James Tweedie’s Mostly Sonnets
While the sonnet may be the poetic form most closely associated with romance and love, poet James Tweedie uses it for a wide array of other themes and subjects as well — daily life, daydreaming by a river, a Christmas memory, travels through Scotland and Ireland, the beauty of a sunset, and even a pandemic disease like the Black Death.
His Mostly Sonnets: Formal Poetry for an Informal World includes 37 sonnets. The collection also contains 16 other poems that use traditional forms. Tweedie’s poetry depicts an eternal order underlying a superficially chaotic world, an understanding that sometimes myths — like the romantic view of war — need to be challenged, and the belief that we have much to learn from history.

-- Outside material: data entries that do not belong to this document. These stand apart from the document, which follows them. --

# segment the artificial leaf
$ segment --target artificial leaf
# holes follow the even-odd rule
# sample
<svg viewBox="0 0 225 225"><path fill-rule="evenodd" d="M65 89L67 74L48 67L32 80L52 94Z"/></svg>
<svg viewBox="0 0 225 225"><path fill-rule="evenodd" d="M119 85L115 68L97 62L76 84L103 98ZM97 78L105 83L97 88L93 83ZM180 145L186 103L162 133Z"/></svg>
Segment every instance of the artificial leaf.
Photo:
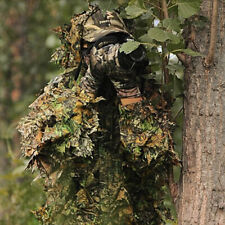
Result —
<svg viewBox="0 0 225 225"><path fill-rule="evenodd" d="M141 43L137 41L127 41L120 47L120 52L124 52L125 54L130 54L135 49L139 47Z"/></svg>

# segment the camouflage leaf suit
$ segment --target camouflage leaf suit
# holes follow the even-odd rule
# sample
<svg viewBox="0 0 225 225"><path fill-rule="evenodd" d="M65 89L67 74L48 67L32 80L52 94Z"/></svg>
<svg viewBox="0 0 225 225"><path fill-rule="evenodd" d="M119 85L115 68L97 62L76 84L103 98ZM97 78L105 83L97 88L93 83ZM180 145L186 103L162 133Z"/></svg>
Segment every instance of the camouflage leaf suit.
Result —
<svg viewBox="0 0 225 225"><path fill-rule="evenodd" d="M98 7L58 32L64 44L53 58L66 72L19 124L28 168L47 190L34 214L49 225L163 224L160 190L176 157L170 122L139 87L144 47L120 52L133 37Z"/></svg>

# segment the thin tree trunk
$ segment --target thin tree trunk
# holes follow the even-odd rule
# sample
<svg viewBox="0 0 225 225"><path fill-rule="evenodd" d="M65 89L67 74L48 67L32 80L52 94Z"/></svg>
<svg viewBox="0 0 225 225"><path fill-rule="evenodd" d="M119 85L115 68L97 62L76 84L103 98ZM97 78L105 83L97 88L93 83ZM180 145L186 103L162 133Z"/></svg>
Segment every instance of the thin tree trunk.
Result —
<svg viewBox="0 0 225 225"><path fill-rule="evenodd" d="M201 15L209 21L214 1L203 0ZM220 1L214 63L202 57L186 71L183 177L180 225L225 224L225 2ZM195 45L208 54L210 23L196 31Z"/></svg>

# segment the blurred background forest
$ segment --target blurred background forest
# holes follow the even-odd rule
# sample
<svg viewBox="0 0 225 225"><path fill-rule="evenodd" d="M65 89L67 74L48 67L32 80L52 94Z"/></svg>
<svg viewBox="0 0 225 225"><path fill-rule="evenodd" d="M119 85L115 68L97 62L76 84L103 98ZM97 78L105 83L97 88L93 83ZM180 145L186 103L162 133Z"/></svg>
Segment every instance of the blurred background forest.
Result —
<svg viewBox="0 0 225 225"><path fill-rule="evenodd" d="M98 3L101 8L111 10L119 6L123 8L123 4L126 5L128 2L135 1L99 0L94 2ZM1 225L39 224L31 210L37 209L45 202L45 195L41 181L33 181L37 174L24 172L27 162L21 158L20 137L16 127L20 118L27 114L28 106L37 97L40 90L51 78L62 72L57 65L50 63L51 54L60 45L53 29L69 22L74 13L79 13L87 7L86 0L0 1L0 16L2 18L0 21ZM140 36L149 29L149 24L153 24L155 17L152 16L154 14L150 13L151 10L143 11L138 8L139 11L137 12L135 9L136 6L130 7L131 19L147 12L147 16L142 18L141 29L137 29L138 26L135 27L136 32L139 32L137 36ZM186 13L186 11L183 13ZM186 15L186 17L190 15ZM168 30L171 30L169 26ZM165 34L163 33L163 35ZM164 36L163 38L161 36L155 38L156 40L159 39L160 43L167 40ZM174 41L171 36L168 39ZM177 46L176 48L181 48ZM151 54L153 53L151 52ZM155 67L152 66L152 69L157 76L161 76L162 59L157 49L153 56ZM175 63L177 64L177 62ZM180 124L182 124L182 114L179 113L183 107L180 97L183 92L183 68L180 69L180 67L180 65L174 67L174 64L171 66L173 79L168 87L172 90L172 95L176 99L174 105L176 106L176 103L179 103L174 107L175 112L173 114L176 115L174 117L176 120L179 119ZM158 77L160 78L160 76ZM177 116L178 114L179 116ZM177 136L176 149L181 149L180 129L174 132L174 136Z"/></svg>
<svg viewBox="0 0 225 225"><path fill-rule="evenodd" d="M113 2L106 1L109 8ZM31 213L44 202L36 174L24 172L18 121L46 83L59 74L50 56L60 44L53 28L87 8L84 0L0 1L0 224L38 224ZM107 6L106 6L107 7Z"/></svg>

A few of his sonnets embrace the theme of love, but most address other themes, like the value of daydreaming. He reminds us of a time when we were young, content to watch clouds in the sky, imagining what shapes they were taking, and how, as we grew older, we became focused on things we believed more important. But were they really?
My Life Is Lived Beneath a Dancing Sky
How often in my childhood I would lie
Upon my back and while the time away
Enchanted by this heavenly display.
But as years passed, I gave it up. But, why?
So many things consume my life these days.
I chase the sun by staring at the screen
Of my computer, busy as a bee.
No doubt the dancing heavens still amaze
The child whose idle eye takes in the scene.
Why should that idle child not be me?
Why, indeed, should that idle child not be all of us? The poem is a kind of lament for something lost, something that was important and is still, and perhaps we should turn off our computer screens, forget about breaking news and the latest political bombshell, and stare at the sky.
Tweedie is a retired Presbyterian pastor who earned degrees in music, humanities, divinity, and ministry. He is the author of numerous books, including novels, short stories, and practical theology, and six collections of poetry. His poems have been published in numerous online and print media. He also composes music, sells his photography, and writes and directs for a local repertory company. He lives in Washington State.
If you’d like to hear the “sound of a sunset,” consider the seven wonders of the ancient world, watch whales, study a daguerreotype, live (and perhaps die) in Pompeii, or take an early winter’s walk, then Mostly Sonnets will help you do all of those things and more. It’s a collection that focuses on the important and the vital, with an occasional touch of whimsy.